Le 8 juin dernier, le président des Transformateurs, Succès Masra, a reçu des mains du ministre de l’Administration du territoire, l’arrêté d’autorisation de fonctionner de son parti. Enfin ! Après plus de deux ans à faire un bras-de-fer sur la légalité de leur formation avec l’ancien parti au pouvoir, les Transformateurs se sont résolus à introduire une nouvelle demande d’autorisation de fonctionner le 27 mai dernier. Et le gouvernement de transition leur a accordé le sésame.

Les derniers arrivés dans l’arène politique peuvent désormais compétir. Leur chef qui n’a jamais caché son intention de conquérir le Palais Rose, siège de la présidence, peut commencer à fourbir ses armes. Mais avant cela, il faudra que l’âge minimum de candidature à la fonction suprême, placé à 40 ans soit revu à la baisse pour que Masra soit éligible à la prochaine présidentielle. Ce sera l’une des questions qui attend le prochain dialogue national inclusif et les constituants de la cinquième République à venir.

Si Masra attend que l’épée de Damoclès soit levée sur sa tête, Yaya Dillo, lui, s’est déjà lancé dans la course. Le président d’honneur du Parti socialiste sans frontière (PSF), s’est déclaré candidat à la prochaine présidentielle au cours de la rentrée politique de son parti, le 9 juin. Il a, à l’occasion, fustigé «la déchirure infantile et la guerre familiale au sein du MPS » (Mouvement patriotique du salut, l’ancien parti au pouvoir), « signes du déclin de la gestion patriarcale de l’État ». Même si le porte-parole du MPS, Jean-Bernard Padaré, qui préside le comité d’organisation du congrès qui s’ouvre ce samedi, tente de faire croire que tout va bien, sa formation est déstabilisée depuis la disparition de son président-fondateur. Le « grand parti rassembleur » peine à rassembler ses membres et il y a des fissures dans ses rangs. En bon opportuniste, Dillo veut s’engouffrer dans ces brèches et récupérer ses anciens camarades « baministes » déçus, notamment Mahamat Zen Bada, le secrétaire général du MPS qui, depuis Paris, a tenté de s’opposer à la tenue du congrès, en vain.

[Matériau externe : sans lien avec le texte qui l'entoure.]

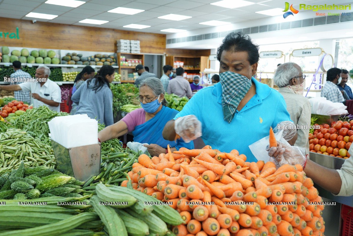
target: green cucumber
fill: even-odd
[[[148,217],[146,217],[138,214],[129,208],[125,208],[125,210],[133,217],[142,220],[147,224],[150,233],[158,234],[159,236],[163,236],[168,232],[167,224],[154,214],[151,213]]]

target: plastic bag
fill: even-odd
[[[149,145],[148,143],[140,143],[138,142],[128,142],[126,144],[126,146],[130,149],[137,152],[142,152],[148,155],[149,154],[147,148],[144,146],[144,144]]]

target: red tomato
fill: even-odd
[[[332,147],[327,147],[327,149],[326,149],[326,151],[329,154],[332,154],[333,152],[333,148]]]
[[[343,127],[344,128],[346,128],[348,129],[350,129],[351,128],[352,128],[352,126],[349,124],[349,123],[347,123],[346,124],[345,124],[343,125]]]
[[[321,148],[321,145],[320,144],[316,144],[314,146],[314,150],[317,152],[320,151],[320,149]]]
[[[336,140],[337,140],[337,142],[339,142],[343,140],[343,137],[342,135],[339,135],[337,136],[337,138],[336,139]]]
[[[336,140],[334,140],[331,142],[331,146],[335,148],[337,147],[337,143],[338,143]]]
[[[346,128],[342,128],[340,129],[340,134],[343,136],[346,136],[348,133],[348,129]]]
[[[344,141],[340,141],[337,144],[337,147],[339,148],[344,148],[346,146],[346,142]]]
[[[337,132],[337,130],[334,128],[330,128],[329,129],[328,132],[332,134]]]
[[[337,138],[337,137],[338,136],[336,134],[332,134],[330,136],[330,139],[332,141],[336,140],[336,139]]]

Dillo veut succéder à son oncle Idriss Déby Itno. L’on risque donc d’assister à une bataille démocratique fratricide. Car la redynamisation du MPS au cours du congrès de ce weekend, passe aussi par une restructuration, de fond en comble. L’équipe dirigeante sera remaniée, voire changée. Exit Zen Bada, qui aura tenu pendant cinq bonnes années, envers et contre tous ! Le président-fondateur l’avait imposé aux manettes du parti, il lui a toujours renouvelé sa confiance alors qu’il était contesté de toutes parts. Le Maréchal parti, son protégé joue ses derniers jours à la tête du MPS. Pour remplacer Zen Bada, plusieurs personnalités sont dans les starting-blocks, dont Padaré qui n’avait pas vu d’un bon œil la désignation du premier à un poste où il se voyait déjà en 2016.

Outre le secrétariat général du MPS, un autre poste sera très scruté : la présidence d’honneur du parti. Le Maréchal Déby est mort, mais il restera le seul « président-fondateur ». En sa mémoire, son parti ne peut donc pas se permettre de nommer un autre président, qui soit-il, pour le remplacer. Le MPS se contentera donc de désigner un « président d’honneur ». Mais que l’on ne s’y trompe pas, le « président d’honneur » ne sera pas un poste honorifique. Ce sera lui le vrai patron du MPS, son potentiel candidat à la prochaine présidentielle, comme Dillo au PSF. Et il se susurre que c’est l’un des fils de feu président-fondateur qui sera placé à sa place. Le président de la transition, Mahamat Idriss Déby Itno, s’étant pratiquement mis « hors-jeu », qui de ses deux frères Zakaria et Abdelkérim sera fait « président d’honneur » ? Nous aurons la réponse dans quarante-huit heures au plus.

A l’instar des Transformateurs, du PSF et du MPS, les autres partis sont en ébullition. C’est le branle-bas général. La transition ne fait que commencer, le dialogue national inclusif désiré de tous n’est pas encore planifié, l’on ne connaît pas encore les dates des prochaines élections présidentielle et législatives, mais toute le landerneau politique tchadien est déjà à pied d’œuvre. Les prochaines compétitions électorales seront rudes. Espérons que les règles du jeu démocratique seront revues, assainies au cours des prochains mois, et que les partis qui proposeront les meilleurs projets de société aux Tchadiens, gagneront.